New Caution Over Blocking Interaction

     In the latest study, published in the April 1999 issue of Pharmaceutical Research, Dr. Andrea Soldner and other scientists at UCSF show that grapefruit juice can actually inhibit the body's absorption of certain drugs including:

  • Vinblastine (for combating cancer)
  • Cyclosporine (for supressing organ rejection following transplant)
  • Losartan (for controlling high blood pressure)
  • Digoxin (for treating congestive heart failure)
  • Fexofenadine (for alleviating allergy symptoms)
This blocking of drug activity occurs because an unknown substance in grapefruit juice activates a naturally-produced chemical, P-glycoprotein, in the intestinal tract. When grapefruit juice interacts with P-glycoprotein, the result is an increased likelihood that certain drugs will be stopped from entering the bloodstream.

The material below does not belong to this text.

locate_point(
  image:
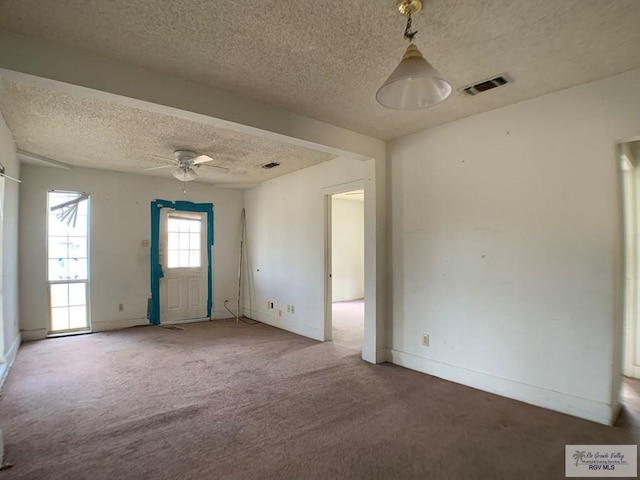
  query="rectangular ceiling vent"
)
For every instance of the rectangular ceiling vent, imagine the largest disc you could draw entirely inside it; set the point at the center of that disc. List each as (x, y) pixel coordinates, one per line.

     "These findings help to clarify some major discrepancies we've noticed in the impact of grapefruit juice on various types of medications," said Dr. Leslie Benet, professor of Biopharmaceutical Sciences at UCSF and director of the study. Patients already taking grapefruit juice with their medications can continue to do so, he said. But patients on drugs identified as specifically affected by this blocking effect, " may get a further increase in absorption by taking their drugs a couple of hours after a glass of grapefruit juice."

     According to Dr. Benet, patients who have not previously taken their drugs with grapefruit juice "should be very cautious in doing so, since we now recognize, depending on the drug, that grapefruit juice may either increase or decrease levels of drug in the blood, leading to potential concerns for toxicity or lack of efficacy."

Dr. Paul Watkins's research was supported by NIH-National Institute of General Medical Sciences and University of Michigan Medical Center

Dr. Leslie Benet at UCSF is founder of American Association of Pharmaceutical Scientists

Citrus Limonoids May Have Anti-Cancer Effects

Posted April 7, 1999. Limonoids, found in the skin of citrus fruits, could have significant health benefits, scientists said last month at the American Chemical Society conference. Limonoids may have anti-cancer effects.

     Limonoids are compounds found in citrus fruits, usually in the peels. They produce the bitter taste and zesty aroma. Citrus limonoids are present in commercial orange juice at about the same level as vitamin C.

     Some researchers think citrus limonoids may be responsible for health effects previously attributed to vitamin C. A Japanese company, Wakayama Prefectual Federation of Agricultural Co-operatives, is making an orange juice with triple the level of limonoid glucosides.

     Preliminary research found limonoids could prevent and halt cancer under laboratory conditions. They had anti-cancer effects in animals and prevented the spread of human breast cancer in a cell culture. Scientists are now exploring their use more fully.

     The effect in the human body and on other types of cancer has not yet been tested. So far the work has progressed from cells to mice, the researchers reported at the conference. Another team is testing the performance of 12 limonoids in preventing cancer in humans.